Agoravox.fr par Mahalia Nteby

En 1892, Emile Zola écrivait le dix-neuvième et avant-dernier opus de la série Les Rougon-Macquart, La Débâcle. L’annonce des résultats provisoires quasi-complets de l’élection présidentielle ivoirienne aux premières heures du jeudi 4 novembre 2010, entérinant l’effondrement du PDCI, n’est pas sans rappeler la chute de l’Empire décrite par l’auteur, due dans les deux cas aux décisions néfastes prises par un état-major incompétent.

La sortie de route de Konan Bédié au premier tour de ce scrutin historique suscite la réminiscence de la présidentielle française de 2002, qui vit Jean-Marie Le Pen arrivé au 2nd tour, coiffant Lionel Jospin et l’historique parti socialiste au poteau. Alassane Dramane Ouattara, c’est Le Pen en pire. Le visage hideux du repli identitaire, les mains dégoulinantes de sang en plus.

Egorgeur de liberté et de prospérité, Alassane Dramane Ouattara s’autorise aujourd’hui à se poser comme solution au désastre qu’il a créé. Au lieu de rendre compte de ses crimes devant une cour de justice, il se retrouve au deuxième tour de l’élection présidentielle, usurpant la place de challenger, plus naturellement dévolue à Henri Konan Bédié. Passant par pertes et profits les aspirations de paix, de bien-être et de normalité de tout un peuple, qu’il veut diriger à tout prix mais envers lequel il n’a fait preuve d’aucune magnanimité, il a installé les Ivoiriens dans un quotidien de misère, de viol, de mort, de terreur et de ségrégation.

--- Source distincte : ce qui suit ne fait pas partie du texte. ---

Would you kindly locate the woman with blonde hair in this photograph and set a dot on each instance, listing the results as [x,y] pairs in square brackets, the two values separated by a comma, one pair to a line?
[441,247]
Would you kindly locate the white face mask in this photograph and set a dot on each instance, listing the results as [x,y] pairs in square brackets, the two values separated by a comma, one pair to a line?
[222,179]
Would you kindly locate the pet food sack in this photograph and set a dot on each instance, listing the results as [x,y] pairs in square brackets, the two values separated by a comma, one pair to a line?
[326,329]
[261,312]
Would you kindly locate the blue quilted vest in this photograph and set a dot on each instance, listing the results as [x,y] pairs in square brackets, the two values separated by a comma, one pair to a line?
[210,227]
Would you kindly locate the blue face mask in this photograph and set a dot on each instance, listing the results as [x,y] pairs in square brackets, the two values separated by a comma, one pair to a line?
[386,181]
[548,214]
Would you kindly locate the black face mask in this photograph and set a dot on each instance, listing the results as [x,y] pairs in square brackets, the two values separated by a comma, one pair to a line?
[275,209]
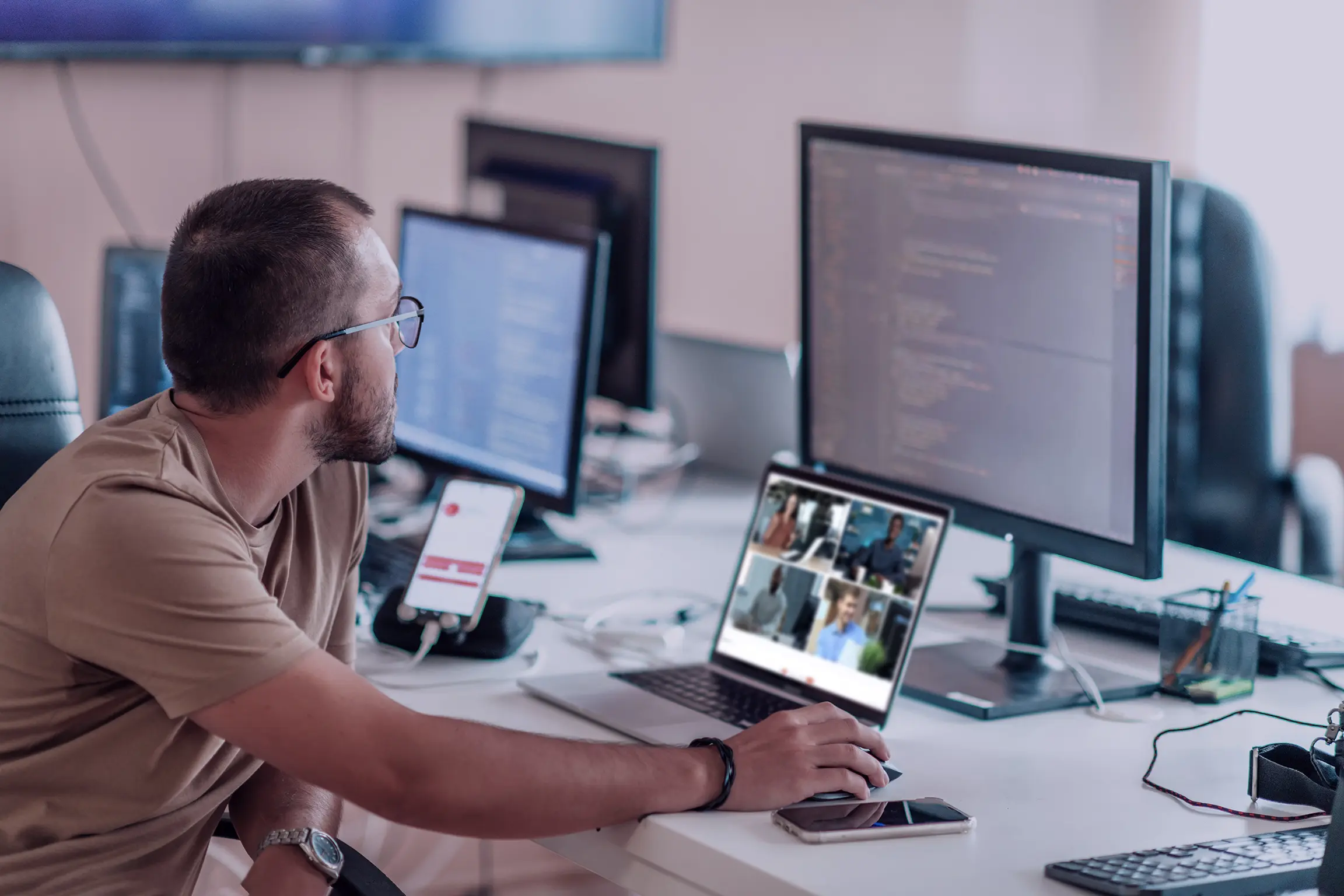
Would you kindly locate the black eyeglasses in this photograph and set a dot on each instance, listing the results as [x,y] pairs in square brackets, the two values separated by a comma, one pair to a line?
[408,318]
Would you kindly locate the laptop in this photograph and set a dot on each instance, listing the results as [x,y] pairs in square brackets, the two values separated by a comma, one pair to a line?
[823,608]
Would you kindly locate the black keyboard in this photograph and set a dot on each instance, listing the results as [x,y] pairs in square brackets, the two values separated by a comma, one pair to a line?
[706,691]
[1135,615]
[1240,867]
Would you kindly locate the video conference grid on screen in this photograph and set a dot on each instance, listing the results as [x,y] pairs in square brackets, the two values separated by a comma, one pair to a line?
[828,589]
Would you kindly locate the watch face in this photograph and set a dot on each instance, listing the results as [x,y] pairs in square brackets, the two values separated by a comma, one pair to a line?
[326,849]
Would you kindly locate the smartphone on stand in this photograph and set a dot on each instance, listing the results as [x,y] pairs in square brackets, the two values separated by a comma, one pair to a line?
[472,524]
[873,820]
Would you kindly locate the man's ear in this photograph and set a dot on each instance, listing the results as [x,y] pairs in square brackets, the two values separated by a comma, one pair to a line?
[320,371]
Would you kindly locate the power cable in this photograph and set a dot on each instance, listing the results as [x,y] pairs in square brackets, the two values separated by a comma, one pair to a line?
[93,158]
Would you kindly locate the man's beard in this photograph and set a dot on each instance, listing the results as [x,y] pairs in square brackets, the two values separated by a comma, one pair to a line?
[359,428]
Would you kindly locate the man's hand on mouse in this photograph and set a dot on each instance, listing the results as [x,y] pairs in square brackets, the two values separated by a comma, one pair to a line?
[800,752]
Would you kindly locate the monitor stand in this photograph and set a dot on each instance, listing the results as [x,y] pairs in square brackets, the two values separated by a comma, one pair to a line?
[983,680]
[534,540]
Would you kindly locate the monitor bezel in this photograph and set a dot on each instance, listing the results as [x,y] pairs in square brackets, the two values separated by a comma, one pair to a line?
[589,332]
[1144,556]
[642,396]
[111,308]
[869,492]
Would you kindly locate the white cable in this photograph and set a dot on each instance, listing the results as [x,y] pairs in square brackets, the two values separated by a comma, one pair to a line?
[534,663]
[429,637]
[642,639]
[1100,708]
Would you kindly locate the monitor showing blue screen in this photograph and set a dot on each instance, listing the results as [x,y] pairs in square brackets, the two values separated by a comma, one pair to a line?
[492,32]
[502,359]
[132,344]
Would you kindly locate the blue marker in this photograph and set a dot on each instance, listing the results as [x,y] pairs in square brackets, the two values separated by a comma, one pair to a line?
[1241,592]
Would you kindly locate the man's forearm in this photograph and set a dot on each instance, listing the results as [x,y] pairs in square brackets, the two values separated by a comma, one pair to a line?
[495,783]
[272,800]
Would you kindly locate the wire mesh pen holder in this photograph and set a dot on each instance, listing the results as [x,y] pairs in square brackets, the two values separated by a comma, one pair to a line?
[1209,649]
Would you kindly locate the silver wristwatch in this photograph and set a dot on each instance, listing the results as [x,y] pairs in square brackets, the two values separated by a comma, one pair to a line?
[319,846]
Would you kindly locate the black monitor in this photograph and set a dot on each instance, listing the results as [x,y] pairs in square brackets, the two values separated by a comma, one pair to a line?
[132,343]
[540,179]
[985,326]
[498,383]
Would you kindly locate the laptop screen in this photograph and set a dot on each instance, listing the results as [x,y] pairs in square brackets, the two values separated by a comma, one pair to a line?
[830,587]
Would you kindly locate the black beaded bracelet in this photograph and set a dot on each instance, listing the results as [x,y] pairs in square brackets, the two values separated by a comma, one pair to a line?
[730,771]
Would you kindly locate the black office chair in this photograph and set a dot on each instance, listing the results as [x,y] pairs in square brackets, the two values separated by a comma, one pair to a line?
[1227,488]
[39,404]
[39,415]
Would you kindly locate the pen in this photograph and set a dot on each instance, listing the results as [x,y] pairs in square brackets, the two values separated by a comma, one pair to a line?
[1230,600]
[1198,644]
[1241,592]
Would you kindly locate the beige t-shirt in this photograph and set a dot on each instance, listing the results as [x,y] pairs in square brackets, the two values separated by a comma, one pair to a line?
[132,594]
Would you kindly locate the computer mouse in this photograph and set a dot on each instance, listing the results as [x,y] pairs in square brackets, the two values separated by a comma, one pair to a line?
[841,794]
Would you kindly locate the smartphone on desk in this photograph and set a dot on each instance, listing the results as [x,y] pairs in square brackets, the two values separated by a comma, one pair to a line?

Commettant sa plus lourde erreur stratégique, Henri Konan Bedié s’est acoquiné avec Alassane Dramane Ouattara au sein du RHDP (Rassemblement des Houphouëtistespour la Démocratie et la Paix), créé le 18 mai 2005 à Paris. C’est précisément en scellant cette alliance contre nature avec l’homme à l’origine du coup d’Etat qui mit brutalement fin à son propre mandat à Noël 1999 qu’il entrainera le PDCI dans sa lente descente aux enfers. En effet, ce faisant, N’Zueba poussera beaucoup d’adhérents du vieux parti historique vers la sortie, qui n’ont pas supporté l’idée de cette accointance scabreuse avec celui qui a ouvertement clamé qu’il mettrait leur pays à feu et à sang s’il n’accédait pas à la magistrature suprême, – et qui a exécuté sa menace sans sourciller, avec toutes les conséquences tragiques que l’on connait.

Cependant, comme chez Zola, l’histoire ne se terminera pas forcément sur cette note sombre. La voie royale pour transformer cette déroute électorale en pierre angulaire d’un avenir meilleur viendra du sursaut national dont les électeurs du PDCI sauront faire preuve pour barrer la route au vote et à la politique ethniques d’une laideur sans fin prônés par Dramane Ouattara.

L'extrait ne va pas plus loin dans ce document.